Langlois, in the above-mentioned film, makes a distinction: "There are cinephiles and cinephages. Truffaut is a cinephile. A cinephage - a 'film nerd' - sits in the front row and writes down the credits." I do not quite see the distinction Langlois was trying to make, since Truffaut and his friends, critics at Cahiers du Cinema and many of them future directors, habitually laid on the floor in front of the screen at the Cinematheque, because the small theater was always packed. And his long-time friend Robert Lachenay recently reported (1) that "around '46, '47, we [he and Truffaut] started keeping files on film directors. Francois started it, and I imitated him. We cut articles out of newspapers we found in the trash everywhere. Articles on Hathaway, William Wellman, etc."

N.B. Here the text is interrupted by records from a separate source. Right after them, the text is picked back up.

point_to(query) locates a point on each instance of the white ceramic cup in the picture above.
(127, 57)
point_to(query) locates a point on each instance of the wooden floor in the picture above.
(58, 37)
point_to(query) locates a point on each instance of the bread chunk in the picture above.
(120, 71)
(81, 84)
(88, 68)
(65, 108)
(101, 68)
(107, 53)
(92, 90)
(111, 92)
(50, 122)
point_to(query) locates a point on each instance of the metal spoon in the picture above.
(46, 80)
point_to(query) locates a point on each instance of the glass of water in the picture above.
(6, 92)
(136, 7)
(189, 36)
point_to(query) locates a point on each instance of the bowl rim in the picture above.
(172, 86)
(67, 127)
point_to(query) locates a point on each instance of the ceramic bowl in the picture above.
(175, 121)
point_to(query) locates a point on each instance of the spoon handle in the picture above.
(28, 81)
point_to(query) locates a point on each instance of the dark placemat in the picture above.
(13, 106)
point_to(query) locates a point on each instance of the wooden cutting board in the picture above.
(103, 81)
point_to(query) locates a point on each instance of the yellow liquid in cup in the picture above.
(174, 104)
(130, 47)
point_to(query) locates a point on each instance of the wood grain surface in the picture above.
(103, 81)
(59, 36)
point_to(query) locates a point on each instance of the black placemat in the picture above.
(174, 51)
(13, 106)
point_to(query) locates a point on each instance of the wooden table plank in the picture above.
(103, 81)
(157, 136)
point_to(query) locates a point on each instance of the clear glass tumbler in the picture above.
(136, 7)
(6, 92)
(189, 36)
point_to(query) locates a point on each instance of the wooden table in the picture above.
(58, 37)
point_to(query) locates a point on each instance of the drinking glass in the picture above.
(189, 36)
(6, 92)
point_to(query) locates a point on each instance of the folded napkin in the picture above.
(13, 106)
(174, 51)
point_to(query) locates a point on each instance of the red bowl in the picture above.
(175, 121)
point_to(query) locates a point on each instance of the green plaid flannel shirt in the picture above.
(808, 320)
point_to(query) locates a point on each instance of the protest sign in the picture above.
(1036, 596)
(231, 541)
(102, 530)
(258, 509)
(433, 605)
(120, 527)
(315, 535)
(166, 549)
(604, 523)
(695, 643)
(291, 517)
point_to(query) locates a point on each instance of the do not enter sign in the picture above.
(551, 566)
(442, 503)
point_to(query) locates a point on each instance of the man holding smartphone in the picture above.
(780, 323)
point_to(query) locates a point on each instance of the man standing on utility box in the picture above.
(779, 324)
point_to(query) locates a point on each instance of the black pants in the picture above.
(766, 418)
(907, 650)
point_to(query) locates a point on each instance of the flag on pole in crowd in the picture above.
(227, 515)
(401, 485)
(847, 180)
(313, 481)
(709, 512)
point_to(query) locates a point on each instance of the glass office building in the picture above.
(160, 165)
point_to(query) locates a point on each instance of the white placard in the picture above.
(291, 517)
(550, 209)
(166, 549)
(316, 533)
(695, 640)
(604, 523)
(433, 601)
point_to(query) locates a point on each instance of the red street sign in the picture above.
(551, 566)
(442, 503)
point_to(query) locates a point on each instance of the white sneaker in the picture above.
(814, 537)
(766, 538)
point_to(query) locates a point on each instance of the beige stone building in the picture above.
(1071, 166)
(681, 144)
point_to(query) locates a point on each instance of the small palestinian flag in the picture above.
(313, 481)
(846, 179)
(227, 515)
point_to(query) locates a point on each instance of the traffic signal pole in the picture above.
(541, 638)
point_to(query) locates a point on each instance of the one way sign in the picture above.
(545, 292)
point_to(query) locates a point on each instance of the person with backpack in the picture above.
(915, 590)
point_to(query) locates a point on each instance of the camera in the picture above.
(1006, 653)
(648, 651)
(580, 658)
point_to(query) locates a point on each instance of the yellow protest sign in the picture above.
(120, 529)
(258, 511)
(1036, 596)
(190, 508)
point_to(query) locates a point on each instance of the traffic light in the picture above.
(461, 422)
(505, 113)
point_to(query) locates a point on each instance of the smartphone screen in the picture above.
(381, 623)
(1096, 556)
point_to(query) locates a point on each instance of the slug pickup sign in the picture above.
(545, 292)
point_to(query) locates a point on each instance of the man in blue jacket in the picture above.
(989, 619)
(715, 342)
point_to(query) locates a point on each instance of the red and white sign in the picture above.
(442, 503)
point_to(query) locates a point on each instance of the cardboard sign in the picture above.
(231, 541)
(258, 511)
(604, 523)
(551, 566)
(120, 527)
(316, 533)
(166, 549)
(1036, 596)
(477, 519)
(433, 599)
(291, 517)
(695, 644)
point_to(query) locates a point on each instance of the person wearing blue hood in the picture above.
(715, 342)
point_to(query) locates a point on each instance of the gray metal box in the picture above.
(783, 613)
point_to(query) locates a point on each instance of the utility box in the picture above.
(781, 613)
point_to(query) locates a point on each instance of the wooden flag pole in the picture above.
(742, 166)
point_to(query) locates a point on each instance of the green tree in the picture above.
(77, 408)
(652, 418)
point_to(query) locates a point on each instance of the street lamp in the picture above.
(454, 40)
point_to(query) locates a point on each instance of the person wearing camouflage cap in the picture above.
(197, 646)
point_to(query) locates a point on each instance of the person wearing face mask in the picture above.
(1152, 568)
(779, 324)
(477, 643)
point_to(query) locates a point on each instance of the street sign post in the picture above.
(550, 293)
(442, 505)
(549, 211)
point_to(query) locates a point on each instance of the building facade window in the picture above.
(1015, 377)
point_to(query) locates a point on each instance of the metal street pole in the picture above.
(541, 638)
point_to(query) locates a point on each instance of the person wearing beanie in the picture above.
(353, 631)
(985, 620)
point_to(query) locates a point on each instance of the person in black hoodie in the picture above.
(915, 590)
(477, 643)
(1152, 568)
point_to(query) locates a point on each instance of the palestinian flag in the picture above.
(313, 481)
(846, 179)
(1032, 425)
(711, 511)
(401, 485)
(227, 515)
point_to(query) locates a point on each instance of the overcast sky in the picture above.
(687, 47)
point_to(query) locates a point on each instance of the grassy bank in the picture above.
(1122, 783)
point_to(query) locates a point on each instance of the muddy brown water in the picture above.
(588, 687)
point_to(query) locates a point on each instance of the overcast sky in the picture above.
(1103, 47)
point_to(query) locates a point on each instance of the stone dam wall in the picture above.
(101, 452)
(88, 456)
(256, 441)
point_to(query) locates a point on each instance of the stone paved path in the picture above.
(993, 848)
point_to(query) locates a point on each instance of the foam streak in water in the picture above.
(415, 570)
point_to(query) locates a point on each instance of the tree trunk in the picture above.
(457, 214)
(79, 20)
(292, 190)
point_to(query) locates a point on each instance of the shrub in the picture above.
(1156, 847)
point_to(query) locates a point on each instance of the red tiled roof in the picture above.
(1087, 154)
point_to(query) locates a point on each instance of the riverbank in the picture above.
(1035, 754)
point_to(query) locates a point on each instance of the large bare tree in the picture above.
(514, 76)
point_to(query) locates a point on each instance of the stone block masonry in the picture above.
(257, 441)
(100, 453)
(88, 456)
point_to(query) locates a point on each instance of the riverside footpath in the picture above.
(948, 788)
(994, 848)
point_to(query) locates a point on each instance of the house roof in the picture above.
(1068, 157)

Now anyone who would devote that much time and effort, rummaging through trash cans, "keeping files" on the likes of Henry Hathaway or William Wellman is alot closer to Langlois' definition of a cinephage - what used to be called a "film buff," or what I would simply call a film fan (the word "fan" being short for "fanatic"). I believe I am qualified to point this out because I was once one myself. Although I was keeping files on Kurosawa, Fellini, and Bergman, like any good reverse parochial would.

But what would Truffaut have done if it were possible as far back as the 1940s to "bring a film home" with him, like a copy of Madame Bovary? Of course, "home" was an unhappy place for Truffaut, from which he found escape at the movies. Was his defense of Langlois, a surrogate father, in the streets of Paris in '68 the act of a cinephile or a cinephage? Or was it the act of a fanatic?


(1) In the commentary he supplied to the Criterion DVD of Les 400 Coups.